Затем вектор экспрессии трансформировали в бактериальную хозяйскую клетку Lactobacillus, такую как L. Acidophilus. Трансформированные клетки отбирали проверкой на селектируемый маркер, найденный в пределах последовательности вектора, а секрецию пептида можно было проверить методом Вестерн-блоттинга или гель-электрофореза пептидов, присутствующих в ростовой среде, или другими стандартными методами. Трансформированные колонии бактерий собирали и использовали для создания широкомасштабной культуры генетически измененнных бактерий. Культуру генетически измененных бактерий, экспрессирующих желаемый пептид, подращивали, и по меньшей мере часть этой культуры вводили в пищеварительный канал, вагину, трахею или другие области организма хозяина, в которых бактерии могли размножаться. По желанию, бактериальные культуры могут быть обработаны различными способами для удовлетворения дополнительных внутренних потребностей хозяина. Эти способы обработки включают в себя лиофилизацию или другие способы сохранения бактерий, в дополнение к комбинированию бактерии с агентами-носителями, такими как растворы, растворители, дисперсионные среды, задерживающие агенты, эмульсии и т.п. Использование таких агентов для приготовления добавок хорошо известно в данной области. Например, бактерии можно использовать для получения культуры молочных продуктов или других пищевых продуктов для потребления человеком, таким образом, чтобы организм, экспрессирующий пептид, колонизировал кишечник организма хозяина. Некоторые различные способы внедрения молочнокислых бактерий в пищевые продукты, такие как йогурт, кимчи, сыр и масло, раскрыты в Патенте США № 6036952, выданном на имя Oh, который включен здесь посредством ссылки во всей ее полноте. При любом способе введения бактерий модифицированный организм бактерий будет колонизировать кишечник, и будет происходить презентация и/или абсорбция пептидов согласно изобретению через слизистую оболочку кишечника.
ПРИМЕР 2
Доставка пептидов посредством генетически измененной формы бактерий Bacillus subtilis
Представленное ниже является другим способом доставки пептидов согласно изобретению в организм хозяина, как описано выше. Последовательность ДНК, кодирующая один из пептидов, перечисленных в таблице А выше, синтезировали химическим способом, и эту последовательность ДНК включали в вектор экспрессии посредством техники генной инженерии, причем все используемые технические приемы известны в данной области. Выбирали вектор экспрессии, включающий в себя "челночный" вектор, такой как pTZ18R (Pharmacia, Piscataway, NJ), способный к размножению и в Е.Coli, и в B.Subtilis и содержащий ген, резистентный к антибиотику, для отбора колоний трансформированных бактерий.
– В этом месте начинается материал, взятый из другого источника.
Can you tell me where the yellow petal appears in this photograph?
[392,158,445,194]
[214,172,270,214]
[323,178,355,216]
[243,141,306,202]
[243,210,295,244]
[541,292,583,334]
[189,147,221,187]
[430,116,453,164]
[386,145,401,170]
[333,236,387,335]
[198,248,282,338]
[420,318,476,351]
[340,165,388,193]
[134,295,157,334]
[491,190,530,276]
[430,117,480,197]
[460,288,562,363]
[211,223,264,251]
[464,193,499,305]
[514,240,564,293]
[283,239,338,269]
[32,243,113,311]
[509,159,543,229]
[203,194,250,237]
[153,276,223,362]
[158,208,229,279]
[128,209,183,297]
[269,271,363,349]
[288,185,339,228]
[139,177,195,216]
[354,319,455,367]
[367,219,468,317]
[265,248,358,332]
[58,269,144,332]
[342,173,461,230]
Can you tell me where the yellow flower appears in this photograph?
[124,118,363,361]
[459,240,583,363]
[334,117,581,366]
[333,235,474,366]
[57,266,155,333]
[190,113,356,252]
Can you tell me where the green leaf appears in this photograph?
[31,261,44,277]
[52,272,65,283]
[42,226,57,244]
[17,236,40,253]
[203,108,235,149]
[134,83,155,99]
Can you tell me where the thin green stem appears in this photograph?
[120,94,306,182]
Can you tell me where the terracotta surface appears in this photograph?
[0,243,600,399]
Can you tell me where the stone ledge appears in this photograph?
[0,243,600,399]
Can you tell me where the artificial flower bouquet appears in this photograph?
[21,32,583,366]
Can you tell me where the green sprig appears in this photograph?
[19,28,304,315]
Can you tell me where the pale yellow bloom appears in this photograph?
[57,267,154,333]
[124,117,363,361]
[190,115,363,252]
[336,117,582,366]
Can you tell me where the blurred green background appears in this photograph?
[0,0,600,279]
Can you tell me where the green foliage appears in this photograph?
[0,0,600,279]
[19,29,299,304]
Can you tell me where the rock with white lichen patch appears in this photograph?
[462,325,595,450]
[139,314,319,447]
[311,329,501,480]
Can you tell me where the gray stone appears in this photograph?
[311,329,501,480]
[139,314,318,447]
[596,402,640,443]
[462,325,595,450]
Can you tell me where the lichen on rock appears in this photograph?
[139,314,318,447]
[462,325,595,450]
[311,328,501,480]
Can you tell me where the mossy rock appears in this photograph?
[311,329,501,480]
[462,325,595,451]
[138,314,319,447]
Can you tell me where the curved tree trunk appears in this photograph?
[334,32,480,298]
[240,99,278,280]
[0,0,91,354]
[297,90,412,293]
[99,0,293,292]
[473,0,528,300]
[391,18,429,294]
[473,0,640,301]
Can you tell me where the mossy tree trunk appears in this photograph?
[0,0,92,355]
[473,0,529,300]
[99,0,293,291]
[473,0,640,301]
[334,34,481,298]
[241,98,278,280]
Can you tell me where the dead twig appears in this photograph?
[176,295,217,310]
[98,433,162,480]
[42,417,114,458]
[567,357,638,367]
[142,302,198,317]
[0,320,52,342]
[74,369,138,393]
Этот вектор может содержать конститутивную промоторную активность в B. Subtilis, такую как промотор, полученный из гена Sac B из B. Subtilis, так же, как и нуклеотидная последовательность, кодирующая сигнальный пептид, активный в B. Subtilis, который направляет эффективный экспорт экспрессируемых гетерологичных белков из бактериальных клеток. Пример такого вектора описан в Патенте США № 6268169, Fahnestock, который включен в настоящее описание путем ссылки во всей его полноте. Коротко, как детализировано выше, ДНК, кодирующая пептид согласно изобретению, будет синтезироваться с сайтами рестрикционных энзимов и/или другими последовательностями для облегчения клонирования ДНК путем технологий, известных специалистам в данной области. После трансформации в E. Coli, посева, отбора и размножения плазмид для создания плазмидной биомассы плазмиду затем трансформировали в B. Subtilis, и трансформанты отбирали по их резистенции к антибиотику в посевной среде.
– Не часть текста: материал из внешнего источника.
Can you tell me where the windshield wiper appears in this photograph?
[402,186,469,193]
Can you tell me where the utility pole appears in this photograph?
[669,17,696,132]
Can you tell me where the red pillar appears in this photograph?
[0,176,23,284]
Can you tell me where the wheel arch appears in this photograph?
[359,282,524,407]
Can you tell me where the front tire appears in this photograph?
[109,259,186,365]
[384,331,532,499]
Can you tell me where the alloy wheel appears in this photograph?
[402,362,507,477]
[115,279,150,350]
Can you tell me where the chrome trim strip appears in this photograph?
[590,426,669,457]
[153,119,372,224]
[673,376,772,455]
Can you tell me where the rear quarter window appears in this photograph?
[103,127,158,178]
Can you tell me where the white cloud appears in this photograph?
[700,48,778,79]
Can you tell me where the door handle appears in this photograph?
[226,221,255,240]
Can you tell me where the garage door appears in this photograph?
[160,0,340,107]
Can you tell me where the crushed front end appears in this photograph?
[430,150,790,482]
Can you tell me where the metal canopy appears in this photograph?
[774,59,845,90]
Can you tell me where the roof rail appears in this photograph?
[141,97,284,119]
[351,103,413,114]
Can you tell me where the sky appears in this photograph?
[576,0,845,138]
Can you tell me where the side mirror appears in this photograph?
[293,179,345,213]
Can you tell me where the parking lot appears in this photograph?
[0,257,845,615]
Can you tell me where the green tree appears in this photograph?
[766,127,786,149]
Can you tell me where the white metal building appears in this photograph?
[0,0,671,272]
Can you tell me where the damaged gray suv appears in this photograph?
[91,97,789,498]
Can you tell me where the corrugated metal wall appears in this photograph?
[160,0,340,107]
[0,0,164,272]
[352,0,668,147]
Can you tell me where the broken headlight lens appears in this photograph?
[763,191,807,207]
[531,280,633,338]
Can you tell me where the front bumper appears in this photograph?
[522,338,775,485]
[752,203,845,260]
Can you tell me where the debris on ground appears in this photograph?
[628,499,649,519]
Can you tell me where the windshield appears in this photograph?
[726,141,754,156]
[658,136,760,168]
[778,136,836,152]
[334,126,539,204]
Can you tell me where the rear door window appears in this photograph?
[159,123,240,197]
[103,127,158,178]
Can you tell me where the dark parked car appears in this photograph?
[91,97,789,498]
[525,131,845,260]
Выработку пептида и его секрецию из генетически модифицированного B.subtilis проверяли, используя технические приемы, известные специалистам в данной области, такие как радиоактивное мечение пептидов для авторадиографического определения после SDS-PAGE-анализа или Вестерн-блоттинга.
Культуру генетически модифицированных бактерий выращивали, и по меньшей мере часть ее вводили в пищеварительный канал, вагину, трахею или другие области организма хозяина, в которых бактерия сможет размножаться.
ПРИМЕР 3
Доставка пептидов посредством генетически модифицированных дрожжей Saccharomyces
Представленное ниже является другим способом доставки пептидов согласно изобретению в организм хозяина, как описано выше. Последовательность ДНК, кодирующая один из пептидов, перечисленных в таблице А выше, синтезировали химическим способом, и эту последовательность ДНК включали в вектор экспрессии посредством техники генной инженерии, причем все используемые технические приемы известны в данной области. Выбранный вектор экспрессии включает в себя устойчиво поддерживаемый вектор экспрессии дрожжевого белка, включающий в себя конститутивный дрожжевой промотор, такой как pADH1, сайты для репликации вектора как в дрожжах, так и в E.Coli, ген или гены, которые придают прототрофам свойства ауксотрофных дрожжевых мутантов в целях селекции, множественный клонирующий сайт (MKS) и, если необходимо, последовательности, которые кодируют сигнальный пептид. Векторы, такие как данный, коммерчески доступны и известны в данной области или могут быть быстро получены с использованием стандартной технологии. После включения синтезированной ДНК в дрожжевой вектор, трансформации в E. Coli, посева трансформированной E. Coli на селективной среде, селекции трансформированной бактериальной колонии и получения плазмидной ДНК из растущей культуры бактерий указанной колонии, вектор трансформировали в Saccharomyces cerevisiae при помощи хорошо известных технических приемов, таких как трансформация в ацетате лития или электропорация. Штамм Saccharomyces cerevisiae, выбранный для трансформации, является мутантным ауксотрофным штаммом, которому требуется наличие гена на плазмиде, чтобы расти на минимальной посевной среде. Колонии трансформированных дрожжей выделяли путем посева дрожжей в среде, дефицитной в отношении того продукта, ген которого предусмотрен в векторе. Только те дрожжи, которые включили вектор и его селективный ген и стали экспрессировать продукт указанного гена, могут образовывать колонии в минимальной среде. Проверить секрецию пептида можно посредством Вестерн-блоттинга, гель электрофореза пептидов, присутствующих в среде роста, или другими стандартными методиками.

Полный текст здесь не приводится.